Not a random doodle. A specific, geometric sequence.
The Rune of Condensation.
The moment the circle closes, the magic takes hold.
HISS.
The room temperature drops ten degrees instantly. The rune glows a violent crimson, reacting chemically with the blue sludge. The reaction is aggressive. The "grime" on the filters doesn’t vanish; it contracts.
The physics of the rune forces the scattered OXI residue to bind together, pulling every microscopic particle of wasted fuel into a single point of mass. The blue slime ripples, hardens, and then—clatter.
A small handful of crystallized gemstones fall from the filters onto the stone floor.
Shards.
I kneel and pick them up. They hum with power.
"One, two... six."
I frown, weighing the six jagged crystals in my hand. "Only six Shards? Decades of buildup and only six hundred Scales? The atmospheric density in this era is worse than I remember."
But then, the air in front of me shatters into golden text.
DING.
[System Alert: Hidden Achievement Unlocked!]
[Title: Rune Pioneer (Chemistry)]
[Condition: First user to successfully deploy a Condensation Rune in the E-Rank Zone.]
[Reward: +12.5 Shards (High Purity)]
[...]
[Anomaly Detected - Ranking Divergence]
[Recalculating Reward based on Difficulty Curve...]
[...]
What’s going on?
[Achievement by Rank-F User in E-Zone — Hazard Bonus 100% Applied]
[New Reward: 25 Shards (High Purity)]
A heavy, spectral pouch materializes in my inventory space. I blink, then a grin splits my face.
"A pioneer bonus plus a handicap multiplier for this trash body in a high-rank zone?" I chuckle, weighing the pouch. "I’ll take it."
6 from the grime. 25 from the System.
31 Shards total.
I just made 3,100 Scales in thirty seconds.
"What the hell, old man?" I whisper, looking up at the ceiling. "You’ve been sitting on a gold mine of filth."
The turbines, now perfectly clean, spin up with a silent, powerful hum. The air in the basement instantly clears, becoming crisp and sweet.
Job done.
I check my inventory. Richer than I’ve ever been in this timeline.
I climb back up the stairs.
The bartender is wiping the counter. He sees me emerge after less than five minutes and frowns, disappointment etched into his wrinkles.
"Giving up already?" he asks. "I told you it was tough work.
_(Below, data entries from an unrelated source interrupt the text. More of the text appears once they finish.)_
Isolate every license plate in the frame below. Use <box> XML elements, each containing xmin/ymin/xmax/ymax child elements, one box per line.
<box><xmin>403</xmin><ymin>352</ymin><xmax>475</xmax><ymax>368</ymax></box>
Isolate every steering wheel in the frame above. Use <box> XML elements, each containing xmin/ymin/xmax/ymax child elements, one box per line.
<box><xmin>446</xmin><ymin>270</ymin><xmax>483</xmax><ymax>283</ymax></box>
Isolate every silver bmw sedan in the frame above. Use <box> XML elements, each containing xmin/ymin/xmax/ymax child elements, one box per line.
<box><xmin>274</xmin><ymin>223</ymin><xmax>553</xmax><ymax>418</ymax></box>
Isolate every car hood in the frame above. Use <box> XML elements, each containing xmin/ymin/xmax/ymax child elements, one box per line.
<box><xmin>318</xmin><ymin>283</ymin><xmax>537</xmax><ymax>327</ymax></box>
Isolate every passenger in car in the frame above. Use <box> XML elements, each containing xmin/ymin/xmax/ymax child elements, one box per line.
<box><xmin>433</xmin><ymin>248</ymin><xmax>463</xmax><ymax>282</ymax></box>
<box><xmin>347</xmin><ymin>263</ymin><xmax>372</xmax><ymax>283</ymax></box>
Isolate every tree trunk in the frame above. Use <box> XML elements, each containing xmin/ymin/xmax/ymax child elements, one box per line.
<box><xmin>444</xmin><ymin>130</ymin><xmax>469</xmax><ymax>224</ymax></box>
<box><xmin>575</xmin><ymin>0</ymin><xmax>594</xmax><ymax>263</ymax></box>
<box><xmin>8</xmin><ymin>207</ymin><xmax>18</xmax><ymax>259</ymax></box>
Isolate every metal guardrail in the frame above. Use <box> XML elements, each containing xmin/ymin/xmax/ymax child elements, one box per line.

The grease cakes on hard."
I toss the key onto the counter. It clatters loudly.
"Done," I say.
He blinks. "Done? You went down there to look and came back?"
"I went down there and cleaned it."
"In five minutes?" He scoffs, crossing his arms. "Don’t lie to me, kid. I know what that grime is like. It takes a chisel to get it off."
"Check for yourself."
I turn to leave.
The bartender hesitates. He looks at the key, then at the vent on the wall.
The air blowing out of it isn’t the usual wheeze. It’s a strong, steady breeze. And it smells... clean. Like the sea surface.
He rushes out from behind the counter, opening the trapdoor. He peers into the darkness.
He freezes.
The turbines are spinning so fast they are a blur. The metal casing is shining like it was installed yesterday. There isn’t a speck of blue dust anywhere.
He slowly stands up, his mouth slightly open. He looks at me like I just performed a miracle.
[Hadal Notoriety: +7]
He clears his throat, struggling to find his voice.
"I... The payment," he stammers, fumbling for his pouch. "Fifty Scales. I promised."
I stop at the door and look back over my shoulder. I don’t want his fifty Scales. I want his influence. I want the mystery.
I offer him a crooked, knowing grin.
"Keep it," I say. "Put it on my tab."